# **Testing Trained PBC4cip**

This document will explore the testing of individual utterances to dialogue prompts found in the EmpatheticConversations database using the PBC4cip classification algorithm. In order to test the utterances please see further into the document for the random prompt and input a response as you see feet. Remember to keep the following files in the environment:

1.   EmpatheticConversations.xlsx - to obtain the prompts
2.   Empathyabase.csv - to ensure the format of the utterance is correct
3.   trained_pbc4cip.sav - trained PBC4cip classifier on the Empathyabase.csv database.





In [1]:
pip install paralleldots

Note: you may need to restart the kernel to use updated packages.




In [2]:
pip install PBC4cip

Note: you may need to restart the kernel to use updated packages.




In [3]:
#Pandas and numpy imports
import pandas as pd
import numpy as np
from pandas import read_csv

#PBC4cip import
#from PBC4cip import PBC4cip
import os
import argparse
import numpy as np
import pandas as pd

from tqdm import tqdm, trange
from PBC4cip import PBC4cip
from PBC4cip.core.Evaluation import obtainAUCMulticlass
from PBC4cip.core.Helpers import get_col_dist, get_idx_val

#Pickle import
import pickle

#Import paralleldots
import paralleldots
from paralleldots import taxonomy
from paralleldots import set_api_key, get_api_key

#Import extras

import requests
import json
import re
import random

In [4]:
df = pd.read_excel('EmpatheticConversations.xlsx')
df_prepared = pd.read_csv('Empathyabase.csv')
prompt_df = df[df['utterance_idx'] == 1]
prompt_df = prompt_df.reset_index()
len(prompt_df)

400

## Set up paralleldots licence

This license is the one used by the creators of this document, the availability of the API might be inconsistent as a result.
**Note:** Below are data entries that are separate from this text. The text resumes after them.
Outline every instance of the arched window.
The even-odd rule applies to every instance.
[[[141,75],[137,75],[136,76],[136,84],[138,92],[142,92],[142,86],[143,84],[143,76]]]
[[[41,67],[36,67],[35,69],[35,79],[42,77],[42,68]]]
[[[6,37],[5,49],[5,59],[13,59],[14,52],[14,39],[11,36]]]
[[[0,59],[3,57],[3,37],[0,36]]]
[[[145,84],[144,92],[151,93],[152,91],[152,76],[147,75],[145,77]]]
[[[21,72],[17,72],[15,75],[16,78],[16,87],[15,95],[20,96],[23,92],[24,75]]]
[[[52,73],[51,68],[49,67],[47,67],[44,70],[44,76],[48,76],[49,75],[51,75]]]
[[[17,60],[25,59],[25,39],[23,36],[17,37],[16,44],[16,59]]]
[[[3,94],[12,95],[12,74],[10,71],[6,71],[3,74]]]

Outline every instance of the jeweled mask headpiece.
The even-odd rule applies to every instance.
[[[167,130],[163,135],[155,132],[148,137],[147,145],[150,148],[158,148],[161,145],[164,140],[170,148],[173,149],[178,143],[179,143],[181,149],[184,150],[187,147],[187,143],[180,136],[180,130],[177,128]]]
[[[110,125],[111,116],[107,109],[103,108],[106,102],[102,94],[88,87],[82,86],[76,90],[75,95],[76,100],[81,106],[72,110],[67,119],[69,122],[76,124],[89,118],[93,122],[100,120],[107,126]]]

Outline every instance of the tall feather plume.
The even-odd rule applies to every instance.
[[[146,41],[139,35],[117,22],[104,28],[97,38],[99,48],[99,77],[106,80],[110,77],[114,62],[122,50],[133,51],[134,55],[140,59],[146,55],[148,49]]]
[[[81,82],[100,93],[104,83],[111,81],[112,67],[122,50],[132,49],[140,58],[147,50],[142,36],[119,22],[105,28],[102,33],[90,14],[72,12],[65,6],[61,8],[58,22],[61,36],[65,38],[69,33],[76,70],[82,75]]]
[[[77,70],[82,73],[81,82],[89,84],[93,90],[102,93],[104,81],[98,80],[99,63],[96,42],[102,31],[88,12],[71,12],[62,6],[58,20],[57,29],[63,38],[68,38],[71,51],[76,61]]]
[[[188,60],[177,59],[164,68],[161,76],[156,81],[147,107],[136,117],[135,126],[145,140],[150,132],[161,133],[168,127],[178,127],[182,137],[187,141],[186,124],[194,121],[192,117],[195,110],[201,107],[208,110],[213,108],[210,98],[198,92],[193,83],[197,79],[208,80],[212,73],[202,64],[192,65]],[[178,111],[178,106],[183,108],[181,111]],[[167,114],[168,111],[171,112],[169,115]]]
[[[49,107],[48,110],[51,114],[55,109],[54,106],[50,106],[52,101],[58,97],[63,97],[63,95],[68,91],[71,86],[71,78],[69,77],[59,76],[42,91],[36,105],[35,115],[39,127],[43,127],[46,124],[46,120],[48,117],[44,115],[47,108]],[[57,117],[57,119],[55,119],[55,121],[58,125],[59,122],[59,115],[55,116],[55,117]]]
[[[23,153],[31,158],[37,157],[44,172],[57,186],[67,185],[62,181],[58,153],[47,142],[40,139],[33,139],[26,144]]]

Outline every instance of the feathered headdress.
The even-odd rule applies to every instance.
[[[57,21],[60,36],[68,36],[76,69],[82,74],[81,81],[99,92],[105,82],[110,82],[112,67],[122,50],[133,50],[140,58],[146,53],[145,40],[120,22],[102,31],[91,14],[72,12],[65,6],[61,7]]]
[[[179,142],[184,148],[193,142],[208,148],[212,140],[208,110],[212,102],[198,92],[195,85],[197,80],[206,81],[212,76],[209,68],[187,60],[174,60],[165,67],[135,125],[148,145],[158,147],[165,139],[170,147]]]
If you want to make sure you have access, please sign up through paralleldots and use an available license.

In [5]:
paralleldots.set_api_key('9x4Ya0ooRZDwypZZzsIXOaNywIM6szzkk6yGZMX8e2U')
print( "API Key: %s" % paralleldots.get_api_key() )

API Key: 9x4Ya0ooRZDwypZZzsIXOaNywIM6szzkk6yGZMX8e2U


#**INTERACTION SECTION**

Please read the prompt given to you and give an appropriate input.

In [6]:
number_of_prompt = random.randint(0,len(prompt_df))
prompt = prompt_df.iloc[number_of_prompt]
print("Your conversation partner says: ")
print(prompt['utterance'])

Your conversation partner says: 
I was recently on a mule ride in the Grand Canyon of Arizona! I really had to put a lot of faith in the mule though, because there were a bunch of sheer drops on the trail!


In [7]:
response = input()

Mules are very trustworthy animals, I really love them


In [8]:
print("You say: ")
print(response)

You say: 
Mules are very trustworthy animals, I really love them


In [9]:
#Initializing values
df.columns
prompt_values = {}

for c in df.columns:
  prompt_values.update({c:prompt[c]})

prompt_values['utterance_idx'] = 2
prompt_values['speaker_idx'] = prompt_values['speaker_idx']+1
prompt_values['utterance'] = response
prompt_values['ut_len'] = len(response)
prompt_values['Talker'] = 2

# **Paralleldots**

This part of the document gets the data from paralleldots.


# WARNING: ERRORS MIGHT APPEAR DURING FETCHING OF DATA, CHECK OUTPUT.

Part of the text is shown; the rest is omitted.